Barockscholastische Debatten zur ignorantia iuris – was gibt es neues im Vergleich zum Mittelalter?

Frankfurter Rechtshistorische Abendgespräche

  • Datum: 02.05.2018
  • Uhrzeit: 18:15
  • Vortragende(r): Jacob Schmutz, Universität Paris-Sorbonne
  • Ort: MPIeR
  • Raum: Vortragssaal des MPI
Barockscholastische Debatten zur ignorantia iuris – was gibt es neues im Vergleich zum Mittelalter?

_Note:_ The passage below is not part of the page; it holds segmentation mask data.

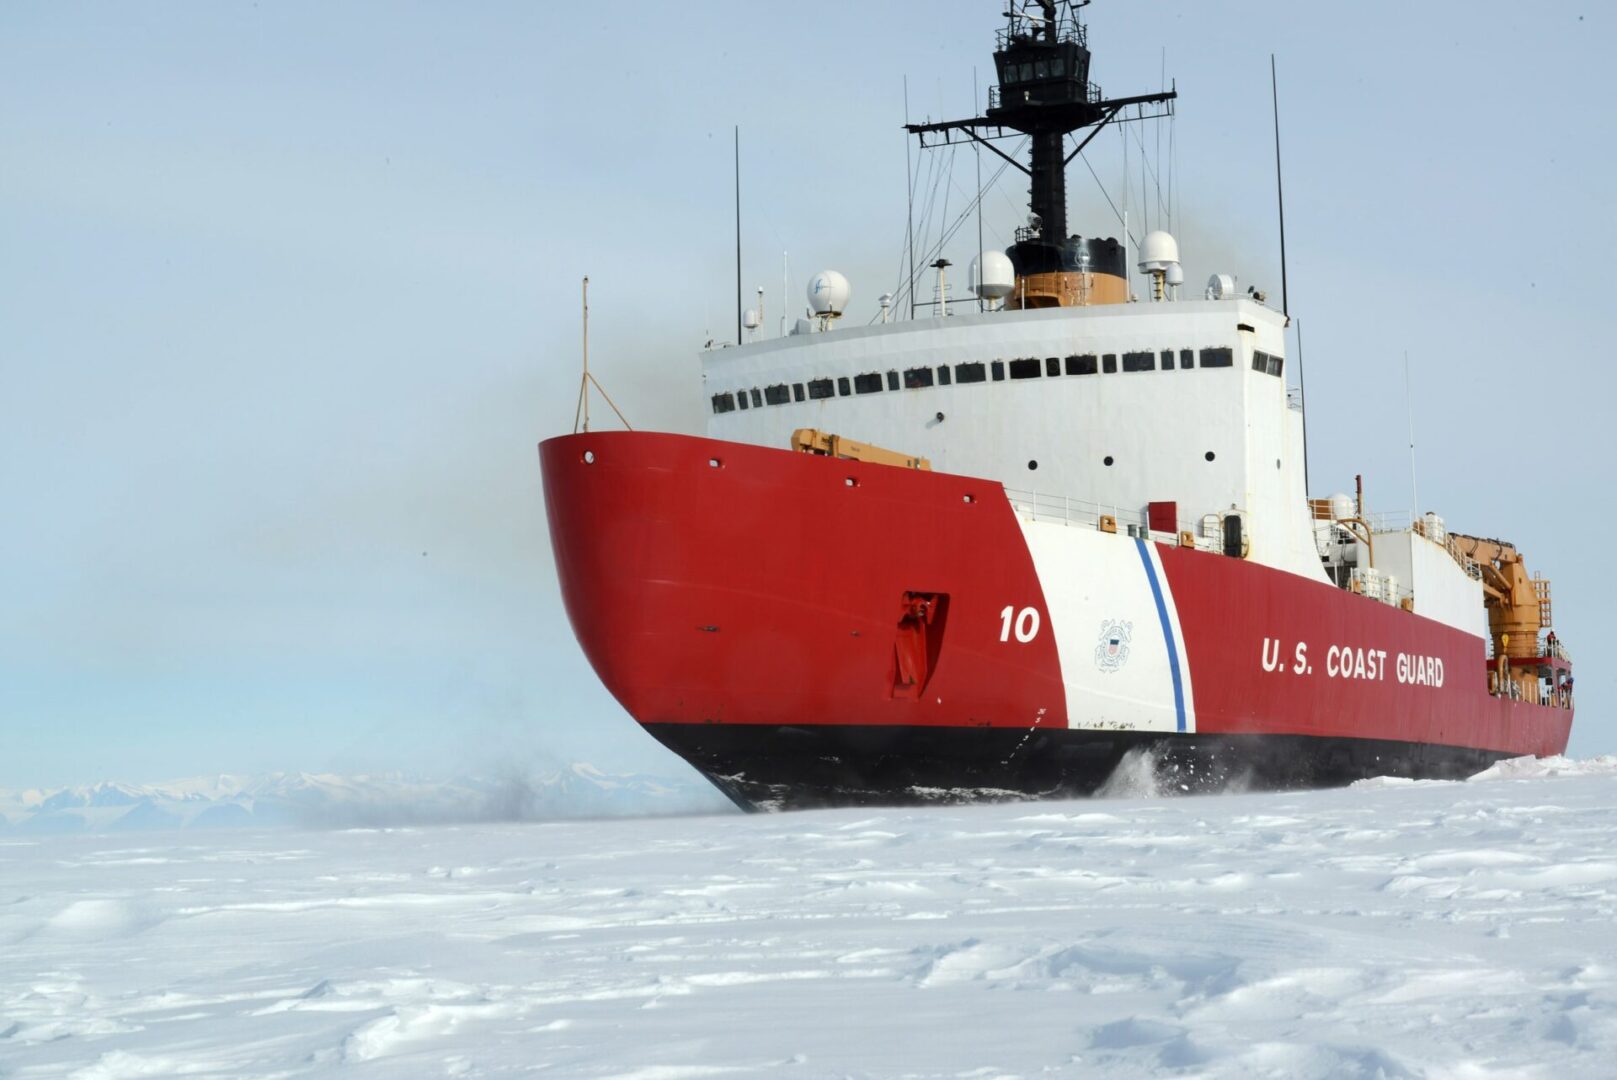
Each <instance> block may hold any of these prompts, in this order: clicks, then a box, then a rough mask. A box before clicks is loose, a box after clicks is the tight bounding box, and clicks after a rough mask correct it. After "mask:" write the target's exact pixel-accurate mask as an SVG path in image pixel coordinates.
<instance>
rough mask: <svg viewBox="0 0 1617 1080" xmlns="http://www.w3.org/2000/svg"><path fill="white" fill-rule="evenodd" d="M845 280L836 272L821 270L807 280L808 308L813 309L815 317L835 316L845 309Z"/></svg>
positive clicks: (846, 296) (834, 316)
mask: <svg viewBox="0 0 1617 1080" xmlns="http://www.w3.org/2000/svg"><path fill="white" fill-rule="evenodd" d="M847 294H849V286H847V278H844V276H842V275H841V273H838V272H836V270H821V272H820V273H817V275H813V276H812V278H809V307H812V309H813V314H815V315H831V317H833V319H834V317H836V315H841V314H842V309H846V307H847Z"/></svg>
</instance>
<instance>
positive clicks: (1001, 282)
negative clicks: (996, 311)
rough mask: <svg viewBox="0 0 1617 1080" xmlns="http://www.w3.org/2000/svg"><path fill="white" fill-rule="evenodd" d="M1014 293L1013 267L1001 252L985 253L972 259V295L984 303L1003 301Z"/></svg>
mask: <svg viewBox="0 0 1617 1080" xmlns="http://www.w3.org/2000/svg"><path fill="white" fill-rule="evenodd" d="M1014 291H1015V267H1012V265H1011V257H1009V255H1006V254H1004V252H1003V251H985V252H983V254H982V255H978V257H977V259H972V293H975V294H977V296H980V297H983V299H985V301H1003V299H1004V297H1007V296H1011V293H1014Z"/></svg>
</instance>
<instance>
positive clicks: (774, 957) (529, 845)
mask: <svg viewBox="0 0 1617 1080" xmlns="http://www.w3.org/2000/svg"><path fill="white" fill-rule="evenodd" d="M327 1074H344V1075H356V1077H364V1075H377V1077H437V1075H464V1077H503V1075H526V1074H542V1075H579V1077H637V1078H640V1080H674V1078H679V1077H707V1075H736V1077H755V1075H781V1077H1035V1075H1100V1077H1134V1075H1188V1077H1492V1075H1497V1077H1556V1078H1557V1080H1559V1078H1567V1077H1612V1075H1617V760H1614V758H1602V760H1596V761H1585V763H1568V761H1551V763H1547V765H1546V763H1509V765H1505V766H1499V768H1496V770H1491V771H1489V773H1488V774H1484V776H1483V778H1480V779H1475V781H1470V783H1463V784H1438V783H1431V784H1410V783H1391V781H1370V783H1366V784H1362V786H1357V787H1352V789H1342V791H1326V792H1305V794H1282V795H1273V794H1247V795H1222V797H1180V799H1108V800H1091V802H1064V804H1015V805H991V807H967V808H927V810H862V812H860V810H846V812H844V810H838V812H817V813H796V815H771V816H741V815H716V816H665V818H642V820H610V821H569V823H553V825H472V826H429V828H401V829H348V831H296V829H278V831H275V829H254V831H231V833H178V831H170V833H149V834H81V836H21V834H16V833H8V834H0V1075H5V1077H18V1078H24V1077H63V1075H65V1077H78V1078H82V1080H113V1078H121V1077H170V1075H199V1077H304V1075H327Z"/></svg>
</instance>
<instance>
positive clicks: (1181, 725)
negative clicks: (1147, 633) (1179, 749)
mask: <svg viewBox="0 0 1617 1080" xmlns="http://www.w3.org/2000/svg"><path fill="white" fill-rule="evenodd" d="M1135 543H1137V545H1140V563H1143V564H1145V580H1148V582H1151V598H1153V600H1156V618H1158V619H1159V621H1161V624H1163V642H1166V643H1167V669H1169V671H1172V673H1174V713H1176V715H1177V716H1179V731H1184V729H1185V687H1184V684H1182V682H1180V679H1179V650H1177V648H1174V627H1172V626H1169V622H1167V605H1166V603H1164V601H1163V585H1161V582H1158V580H1156V567H1155V566H1151V553H1150V551H1148V550H1146V546H1145V540H1138V538H1137V540H1135Z"/></svg>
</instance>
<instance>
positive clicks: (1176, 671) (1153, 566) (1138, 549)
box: [1135, 540, 1197, 731]
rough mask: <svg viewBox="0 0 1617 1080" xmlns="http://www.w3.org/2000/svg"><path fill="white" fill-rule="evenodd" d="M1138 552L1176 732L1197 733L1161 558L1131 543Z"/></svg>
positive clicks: (1139, 540)
mask: <svg viewBox="0 0 1617 1080" xmlns="http://www.w3.org/2000/svg"><path fill="white" fill-rule="evenodd" d="M1135 545H1138V550H1140V563H1143V564H1145V577H1146V580H1148V582H1151V598H1153V600H1155V601H1156V616H1158V619H1159V621H1161V624H1163V642H1164V643H1166V645H1167V664H1169V668H1172V673H1174V718H1176V721H1177V724H1179V731H1195V729H1197V708H1195V698H1193V697H1192V694H1190V656H1187V655H1185V635H1184V631H1182V629H1180V626H1179V606H1177V605H1176V603H1174V593H1172V590H1169V589H1167V580H1166V577H1164V576H1163V563H1161V556H1159V555H1158V551H1156V545H1155V543H1146V542H1145V540H1135Z"/></svg>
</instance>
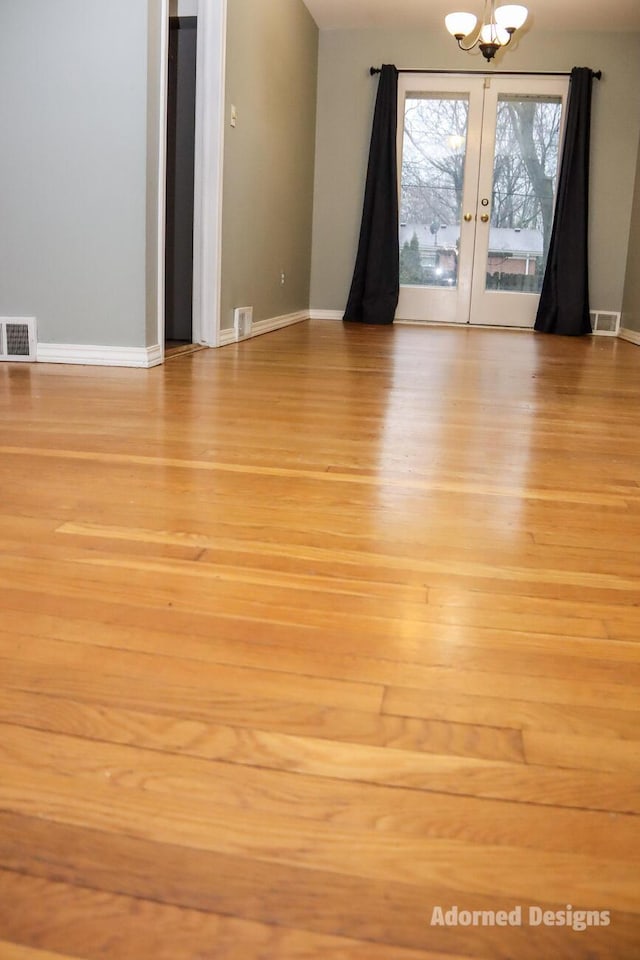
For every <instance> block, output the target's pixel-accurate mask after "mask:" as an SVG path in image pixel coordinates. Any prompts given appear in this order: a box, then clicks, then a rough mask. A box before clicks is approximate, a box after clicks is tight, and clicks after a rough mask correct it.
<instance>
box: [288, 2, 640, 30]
mask: <svg viewBox="0 0 640 960" xmlns="http://www.w3.org/2000/svg"><path fill="white" fill-rule="evenodd" d="M503 2H509V0H503ZM520 2H524V4H525V6H527V7H528V9H529V21H530V25H531V27H532V28H534V27H535V28H536V29H539V30H544V31H553V30H576V31H579V30H588V31H594V32H598V33H600V32H612V31H620V32H625V31H631V32H635V31H638V32H640V0H599V2H598V0H592V2H591V3H589V2H585V0H528V2H527V0H520ZM304 3H305V5H306V6H307V8H308V10H309V12H310V13H311V15H312V16H313V18H314V20H315V21H316V23H317V24H318V26H319V27H320V29H321V30H343V29H354V28H361V27H386V28H394V27H397V28H402V27H418V28H420V27H423V28H425V29H430V28H434V27H438V28H441V29H442V30H443V32H444V29H445V28H444V16H445V14H447V13H452V12H453V11H454V10H467V11H469V13H475V14H476V15H477V16H478V17H480V16H481V15H482V10H483V6H484V4H483V0H304ZM497 5H498V6H499V5H500V4H499V3H498V4H497Z"/></svg>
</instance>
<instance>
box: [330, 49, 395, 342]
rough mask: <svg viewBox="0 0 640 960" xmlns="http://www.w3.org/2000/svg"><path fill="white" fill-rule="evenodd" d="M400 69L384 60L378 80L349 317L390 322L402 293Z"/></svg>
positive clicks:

„Unwissenheit schützt vor Strafe nicht“, lautet ein bekannter Rechtsgrundsatz, der aus dem römischen Recht stammt (ignorantia legis non excusat). Nach geltendem deutschem Recht ist die Schuld eines Täters nur dann ausgeschlossen, wenn der Irrtum nicht vermeidbar war, es sich also um eine unvermeidbare Unwissenheit handelt (die Scholastiker und Glossatoren nannten sie ignorantia invincibilis). Die problematische Frage ist nun der Umfang der Umstände, die zur „Unvermeidbarkeit“ führen. Ziel meines Vortrages ist es zu zeigen, dass der Umfang dieser Unvermeidbarkeit in der mittelalterlichen Tradition sehr eng gedeutet wurde, die neuzeitlichen Scholastiker ihn aber in gewissen Kontexten stark erweitert haben. Vor allem spätere Autoren der Gesellschaft Jesu in der zweiten Hälfte des 17. Jahrhunderts haben hier ein ganzes rechtshistorisches Gebäude abgerissen, dessen Baustruktur aus dem 12. Jahrhundert stammte. Das bemerkte schon der protestantische Denker Pierre Bayle, der darauf hinwies, wie die – ihm zufolge zu Recht – verurteilte Position des Petrus Abelardus in seiner Zeit wiederbelebt wurde. Ich werde versuchen, die Bruchlinien dieser neuen Deutung zu identifizieren, die in den unterschiedlichen Haltungen gegenüber der Kolonisation Amerikas zu suchen sind: einerseits die spanische Haltung, welche mit der Schule von Salamanca aus dem 16. Jahrhundert verbunden ist, und anderseits die portugiesische Haltung gegenüber der Kolonisation Brasilien, die erst in der zweiten Hälfte des 17. Jahrhunderts Gestalt annahm.